La Chambre basse suisse rejette le pacte commercial avec le Mercosur, coup dur pour un marché d’exportation de 4 milliards de CHF

18-06-2026

Le vote retarde les baisses de droits de douane sur 96 % des exportations suisses vers le Mercosur et assombrit les quotas d’importation de vin prévus.

La chambre basse suisse a rejeté l’accord de libre-échange entre l’Association européenne de libre-échange et le Mercosur, un revers pour un pacte qui aurait abaissé les barrières entre la Suisse et l’Argentine, le Brésil, le Paraguay et l’Uruguay, tout en ouvrant un accès limité supplémentaire pour des importations agricoles sensibles, dont le vin.

Le Conseil national a voté mercredi par 96 voix contre 86 contre l’accord, avec neuf abstentions.

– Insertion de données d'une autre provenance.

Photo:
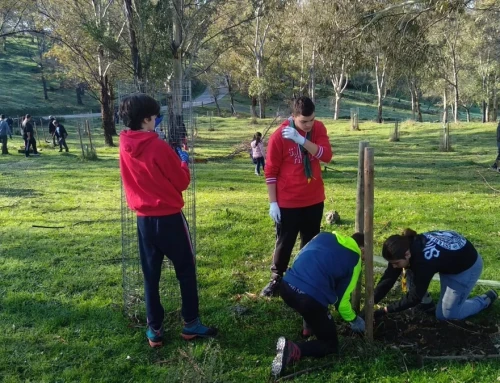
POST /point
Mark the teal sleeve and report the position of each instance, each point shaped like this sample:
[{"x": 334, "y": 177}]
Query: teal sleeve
[{"x": 345, "y": 309}]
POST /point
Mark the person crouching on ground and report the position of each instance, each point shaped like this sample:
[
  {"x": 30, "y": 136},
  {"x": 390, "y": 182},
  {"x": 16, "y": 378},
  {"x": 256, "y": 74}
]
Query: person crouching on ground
[
  {"x": 445, "y": 252},
  {"x": 325, "y": 272},
  {"x": 154, "y": 177}
]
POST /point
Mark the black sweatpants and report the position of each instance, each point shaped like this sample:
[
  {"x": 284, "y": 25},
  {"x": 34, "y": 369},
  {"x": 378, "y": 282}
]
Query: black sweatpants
[
  {"x": 167, "y": 236},
  {"x": 319, "y": 320},
  {"x": 303, "y": 220}
]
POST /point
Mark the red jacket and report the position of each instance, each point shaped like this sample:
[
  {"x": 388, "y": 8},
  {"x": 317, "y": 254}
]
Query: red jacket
[
  {"x": 152, "y": 173},
  {"x": 285, "y": 168}
]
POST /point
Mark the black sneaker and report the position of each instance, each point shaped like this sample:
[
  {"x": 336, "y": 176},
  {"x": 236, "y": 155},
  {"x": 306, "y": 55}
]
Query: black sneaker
[
  {"x": 427, "y": 308},
  {"x": 493, "y": 295},
  {"x": 287, "y": 353},
  {"x": 272, "y": 289}
]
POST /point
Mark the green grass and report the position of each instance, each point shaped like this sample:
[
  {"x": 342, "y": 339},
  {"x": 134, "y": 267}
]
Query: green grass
[
  {"x": 22, "y": 90},
  {"x": 61, "y": 314}
]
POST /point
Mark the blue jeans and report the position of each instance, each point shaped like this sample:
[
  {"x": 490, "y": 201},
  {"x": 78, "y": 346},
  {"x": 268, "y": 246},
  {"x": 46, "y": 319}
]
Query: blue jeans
[
  {"x": 167, "y": 236},
  {"x": 455, "y": 289},
  {"x": 260, "y": 162}
]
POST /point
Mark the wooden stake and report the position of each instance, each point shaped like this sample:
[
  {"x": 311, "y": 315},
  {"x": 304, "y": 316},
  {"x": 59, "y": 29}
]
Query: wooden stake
[
  {"x": 359, "y": 225},
  {"x": 81, "y": 142},
  {"x": 368, "y": 231},
  {"x": 88, "y": 132}
]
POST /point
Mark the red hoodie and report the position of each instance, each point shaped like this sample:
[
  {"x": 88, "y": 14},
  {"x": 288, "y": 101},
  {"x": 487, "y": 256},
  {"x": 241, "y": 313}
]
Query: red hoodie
[
  {"x": 152, "y": 173},
  {"x": 285, "y": 167}
]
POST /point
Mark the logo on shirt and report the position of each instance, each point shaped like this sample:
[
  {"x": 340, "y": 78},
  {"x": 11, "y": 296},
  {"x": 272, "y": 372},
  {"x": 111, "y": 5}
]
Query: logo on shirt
[
  {"x": 448, "y": 240},
  {"x": 294, "y": 152}
]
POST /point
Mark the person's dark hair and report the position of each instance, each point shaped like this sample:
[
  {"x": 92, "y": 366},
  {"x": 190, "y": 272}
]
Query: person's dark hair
[
  {"x": 303, "y": 106},
  {"x": 257, "y": 137},
  {"x": 359, "y": 238},
  {"x": 396, "y": 246},
  {"x": 134, "y": 109}
]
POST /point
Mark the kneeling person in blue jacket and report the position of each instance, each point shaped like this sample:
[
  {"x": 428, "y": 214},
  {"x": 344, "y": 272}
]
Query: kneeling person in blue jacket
[{"x": 325, "y": 272}]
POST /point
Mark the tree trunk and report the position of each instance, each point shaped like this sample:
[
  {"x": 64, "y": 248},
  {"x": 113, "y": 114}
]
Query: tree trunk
[
  {"x": 418, "y": 109},
  {"x": 254, "y": 107},
  {"x": 262, "y": 107},
  {"x": 79, "y": 94},
  {"x": 337, "y": 106},
  {"x": 445, "y": 108},
  {"x": 217, "y": 106},
  {"x": 412, "y": 94},
  {"x": 107, "y": 115},
  {"x": 313, "y": 77},
  {"x": 44, "y": 84},
  {"x": 134, "y": 49}
]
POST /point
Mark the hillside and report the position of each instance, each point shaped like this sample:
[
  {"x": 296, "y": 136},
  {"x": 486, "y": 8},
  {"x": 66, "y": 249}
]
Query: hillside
[{"x": 21, "y": 88}]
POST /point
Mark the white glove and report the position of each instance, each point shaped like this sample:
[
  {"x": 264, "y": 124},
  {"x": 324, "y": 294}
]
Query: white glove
[
  {"x": 274, "y": 212},
  {"x": 293, "y": 134},
  {"x": 358, "y": 325}
]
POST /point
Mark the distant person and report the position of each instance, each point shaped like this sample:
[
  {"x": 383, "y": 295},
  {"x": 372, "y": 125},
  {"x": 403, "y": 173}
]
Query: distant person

Les députés du Parti socialiste et des Verts s’y sont opposés, rejoints par une partie de l’Union démocratique du centre et certains membres du Centre.

L’accord avait été négocié par les quatre pays de l’AELE — la Suisse, l’Islande, le Liechtenstein et la Norvège — avec les quatre membres du Mercosur. Ses partisans avaient fait valoir que ce pacte renforcerait les liens commerciaux avec un marché d’environ 270 millions de personnes. Selon les chiffres cités pendant le débat, les exportations suisses vers le Mercosur ont totalisé plus de 4 milliards de CHF en 2024, et 96 % de ces exportations deviendraient à terme exemptes de droits de douane dans le cadre de l’accord.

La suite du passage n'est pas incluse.